Mi mamá solía decir que las cosas de cada uno son importantes, porque le pertenecen a esa persona. Sus dolores son más fuertes, sus alegrías son más vívidas, sus amores son más eternos. Porque le pasan a uno. Porque uno es el testigo, protagonista, juez, medida, balanza y lente a través de los cuales experimenta la vida.
Digamos que todos partimos del mismo punto: de dentro de nosotros. Todo lo que nos pasa, lo procesamos dentro de nuestro cerebro. No podemos hacerlo de otra forma. No tenemos otro cerebro. Sin embargo, una de las habilidades básicas para vivir feliz en sociedad y tener relaciones duraderas es poder empatizar, ponernos en los zapatos de nuestro vecino, tratar de ver las cosas desde su punto de vista. Escuchar qué es lo que motiva algunas acciones incomprensibles, observar qué dispara ciertas conductas, reconocer las reacciones emocionales ante estímulos que, según nosotros, no van a tener mayor impacto.
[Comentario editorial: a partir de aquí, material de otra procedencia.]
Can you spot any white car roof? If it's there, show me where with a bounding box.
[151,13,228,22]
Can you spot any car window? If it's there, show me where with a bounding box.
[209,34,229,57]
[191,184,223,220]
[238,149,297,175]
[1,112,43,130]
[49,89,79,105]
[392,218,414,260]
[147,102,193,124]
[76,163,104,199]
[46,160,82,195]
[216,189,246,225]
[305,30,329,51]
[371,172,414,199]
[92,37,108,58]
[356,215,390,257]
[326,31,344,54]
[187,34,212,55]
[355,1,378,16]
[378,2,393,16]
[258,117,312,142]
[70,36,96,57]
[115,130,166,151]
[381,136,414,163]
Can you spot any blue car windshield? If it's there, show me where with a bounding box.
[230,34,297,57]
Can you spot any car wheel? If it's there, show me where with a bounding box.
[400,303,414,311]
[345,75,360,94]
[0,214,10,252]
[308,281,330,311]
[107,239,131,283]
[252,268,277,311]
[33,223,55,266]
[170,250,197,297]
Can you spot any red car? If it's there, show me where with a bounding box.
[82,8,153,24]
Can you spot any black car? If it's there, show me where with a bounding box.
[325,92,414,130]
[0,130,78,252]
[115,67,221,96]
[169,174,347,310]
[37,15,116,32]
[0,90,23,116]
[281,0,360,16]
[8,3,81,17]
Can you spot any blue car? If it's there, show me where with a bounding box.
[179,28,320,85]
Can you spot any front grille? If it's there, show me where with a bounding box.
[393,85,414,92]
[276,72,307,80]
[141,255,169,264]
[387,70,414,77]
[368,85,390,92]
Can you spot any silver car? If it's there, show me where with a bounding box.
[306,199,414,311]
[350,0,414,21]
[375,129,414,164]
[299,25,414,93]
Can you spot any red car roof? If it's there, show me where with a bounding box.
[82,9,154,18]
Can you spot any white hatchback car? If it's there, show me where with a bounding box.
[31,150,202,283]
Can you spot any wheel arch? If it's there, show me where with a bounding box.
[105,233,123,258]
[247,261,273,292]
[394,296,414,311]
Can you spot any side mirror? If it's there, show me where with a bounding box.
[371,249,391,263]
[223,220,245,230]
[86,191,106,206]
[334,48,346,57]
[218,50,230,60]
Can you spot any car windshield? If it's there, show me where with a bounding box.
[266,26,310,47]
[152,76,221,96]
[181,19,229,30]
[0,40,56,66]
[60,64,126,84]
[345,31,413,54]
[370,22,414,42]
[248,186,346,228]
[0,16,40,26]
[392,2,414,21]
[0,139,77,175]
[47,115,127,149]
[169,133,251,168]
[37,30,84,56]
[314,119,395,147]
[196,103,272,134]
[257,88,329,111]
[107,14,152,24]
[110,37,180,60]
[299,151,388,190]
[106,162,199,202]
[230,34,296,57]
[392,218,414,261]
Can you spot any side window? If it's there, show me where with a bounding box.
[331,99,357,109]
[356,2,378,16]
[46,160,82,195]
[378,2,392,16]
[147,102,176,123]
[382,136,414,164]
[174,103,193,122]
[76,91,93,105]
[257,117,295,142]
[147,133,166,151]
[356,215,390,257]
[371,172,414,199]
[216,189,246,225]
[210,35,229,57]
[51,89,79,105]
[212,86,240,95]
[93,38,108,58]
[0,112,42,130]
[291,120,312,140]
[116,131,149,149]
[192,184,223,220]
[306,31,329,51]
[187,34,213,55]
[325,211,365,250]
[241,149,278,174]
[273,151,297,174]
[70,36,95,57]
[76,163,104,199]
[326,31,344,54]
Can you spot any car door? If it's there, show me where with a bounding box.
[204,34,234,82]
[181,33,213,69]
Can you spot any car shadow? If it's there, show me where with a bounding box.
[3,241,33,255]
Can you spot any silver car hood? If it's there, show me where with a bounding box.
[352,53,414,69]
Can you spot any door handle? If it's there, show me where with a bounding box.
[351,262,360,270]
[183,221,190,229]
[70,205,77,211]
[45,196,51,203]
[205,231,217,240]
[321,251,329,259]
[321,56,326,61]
Entender a los demás nos amplía el mundo. Es como aprender a comer diferentes tipos de comida. A apreciar otro tipo de música. Al menos a tratar de darle una oportunidad. Y saber en dónde poner el límite. Porque, por mucho que lo entendamos con la cabeza, muchas veces las consecuencias de las acciones de los demás nos duelen tanto, que mejor nos alejamos. Por nuestro bien. Porque, al final del día, somos nosotros los que sentimos nuestro dolor y sabemos si podemos regresar a ponernos en la misma situación. O no.